# Mr. Green the Lemon-Lime King



## Wenzer (Jun 23, 2020)

I think I've (finally) decided on a name for one of my 3 male budgies... only one, though ?

My girls are Astrid and Charlie. I often call my little green boy Mr. Man or Mr. Green just to have something to call him when I'm talking to them. It's kind of stuck now! So yesterday I had the split-second revelation of...

Mr. Green, the Lemon-Lime King!

He's a recessive pied budgie I believe, and his green/yellow isn't as vibrantly "sharp" as the more commonly green/yellow budgie colors. They more pastel-like I think. I think it fits him ?

It also fits him so well as a King, because at least in some ways, he definitely rules the aviary. He is the only one that has earned the absolute privilege of preening and feeding Astrid ? it's taken him a while but he's very persistent about flirting it up with her and Charlie. Though, at this point, I have this feeling that Charlie might be a birdie lesbian ?

Charlie is a bit more shy and often sticks near Astrid, and doesn't have anything to do with the boys.

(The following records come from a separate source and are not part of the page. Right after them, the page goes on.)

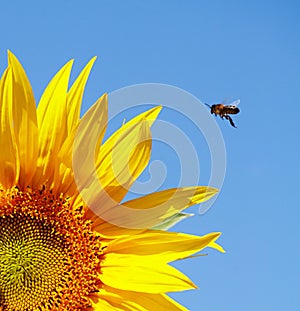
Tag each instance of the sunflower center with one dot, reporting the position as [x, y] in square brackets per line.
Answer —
[49, 255]
[31, 261]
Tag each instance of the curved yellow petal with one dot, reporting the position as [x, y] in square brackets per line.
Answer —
[153, 209]
[125, 160]
[130, 300]
[52, 123]
[142, 274]
[25, 121]
[124, 156]
[168, 246]
[78, 152]
[74, 96]
[9, 159]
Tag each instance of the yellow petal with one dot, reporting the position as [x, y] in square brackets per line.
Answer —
[153, 209]
[125, 155]
[78, 151]
[130, 300]
[167, 246]
[52, 122]
[142, 274]
[25, 121]
[9, 160]
[126, 159]
[74, 97]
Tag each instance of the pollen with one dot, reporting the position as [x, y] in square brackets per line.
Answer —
[50, 258]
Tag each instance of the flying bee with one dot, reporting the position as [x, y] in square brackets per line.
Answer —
[225, 110]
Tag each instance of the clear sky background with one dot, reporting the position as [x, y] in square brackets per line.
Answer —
[214, 50]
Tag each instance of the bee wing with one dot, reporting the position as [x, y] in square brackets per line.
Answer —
[235, 103]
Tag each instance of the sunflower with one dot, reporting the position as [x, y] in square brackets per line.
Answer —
[56, 251]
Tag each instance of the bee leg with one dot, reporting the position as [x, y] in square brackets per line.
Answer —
[230, 120]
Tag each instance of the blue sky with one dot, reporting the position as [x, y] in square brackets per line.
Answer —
[213, 50]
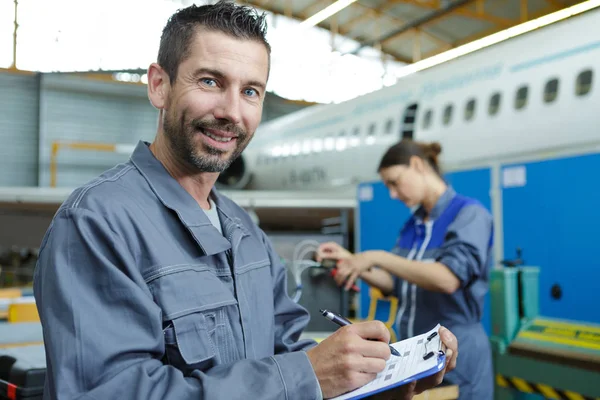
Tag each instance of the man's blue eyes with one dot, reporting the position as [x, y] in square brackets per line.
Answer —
[210, 82]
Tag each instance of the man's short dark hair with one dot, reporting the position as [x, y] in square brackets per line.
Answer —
[238, 21]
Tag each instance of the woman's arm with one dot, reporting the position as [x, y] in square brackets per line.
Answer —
[380, 279]
[430, 276]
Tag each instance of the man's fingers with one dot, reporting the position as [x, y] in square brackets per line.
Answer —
[450, 360]
[351, 280]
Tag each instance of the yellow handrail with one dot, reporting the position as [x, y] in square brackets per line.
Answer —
[57, 145]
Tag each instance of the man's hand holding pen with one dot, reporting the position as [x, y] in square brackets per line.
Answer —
[349, 359]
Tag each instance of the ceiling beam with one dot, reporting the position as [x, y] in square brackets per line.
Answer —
[478, 14]
[306, 9]
[347, 27]
[487, 32]
[427, 18]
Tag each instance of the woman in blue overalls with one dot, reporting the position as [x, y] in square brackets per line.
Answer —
[440, 265]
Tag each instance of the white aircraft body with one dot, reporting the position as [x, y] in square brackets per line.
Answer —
[531, 96]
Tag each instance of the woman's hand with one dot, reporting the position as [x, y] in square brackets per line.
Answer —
[333, 251]
[350, 268]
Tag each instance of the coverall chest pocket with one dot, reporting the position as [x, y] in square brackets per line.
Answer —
[196, 307]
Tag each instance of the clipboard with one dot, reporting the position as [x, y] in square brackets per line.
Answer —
[421, 367]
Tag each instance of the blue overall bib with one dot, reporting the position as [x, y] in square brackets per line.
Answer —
[458, 234]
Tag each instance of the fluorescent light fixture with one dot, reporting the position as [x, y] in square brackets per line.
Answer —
[498, 37]
[326, 13]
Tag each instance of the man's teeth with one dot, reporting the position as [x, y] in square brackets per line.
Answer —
[217, 138]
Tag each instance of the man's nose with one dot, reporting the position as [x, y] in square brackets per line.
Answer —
[228, 107]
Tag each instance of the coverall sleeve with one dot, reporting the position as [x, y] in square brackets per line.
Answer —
[466, 246]
[103, 332]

She has always stuck by Astrid's side since they met, it's pretty cute honestly! They're both still kind of young, though, so who knows what will develop as they hit maturity.

My two blue boys are still unnamed, but I think one of them could be Romeo (well... more like Narcissus, like the Greek God ? but I have speech difficulties and it's not something I can say often without struggle, lol. Romeo is easier for me). My darker blue boy flirts with and feeds literally everything. Especially if he can see his reflection in the surface... like the metal part of my ceiling fan... his favorite hangout spot!

My other blue boy who is lighter blue in color is similar to Romeo, but he gives off more of a "Momma's boy" vibe, so I'm not sure haha. He loves to chatter, bob his head and dance and flirt with me. He posters the girls occasionally but doesn't really care for them much. He actually prefers to hang out with his brothers.

I really, really love observing their whole flock dynamic. It's much different from the dynamics I experience between myself and my pet birds who are bonded with me, and even different in some ways from the bond that my two alexandrines have (okay, actually, VERY different from them! Fascinating stuff).

(Pictured here are Mr. Green and the yet-unnamed boy... poor quality because they're screenshots of videos ? I need to take some new pics!) I love it when they "kiss" ??


----------



## Zoeclare (Jun 24, 2020)

So pretty! My budgie is called Mr Pinky (hes not pink lol)


----------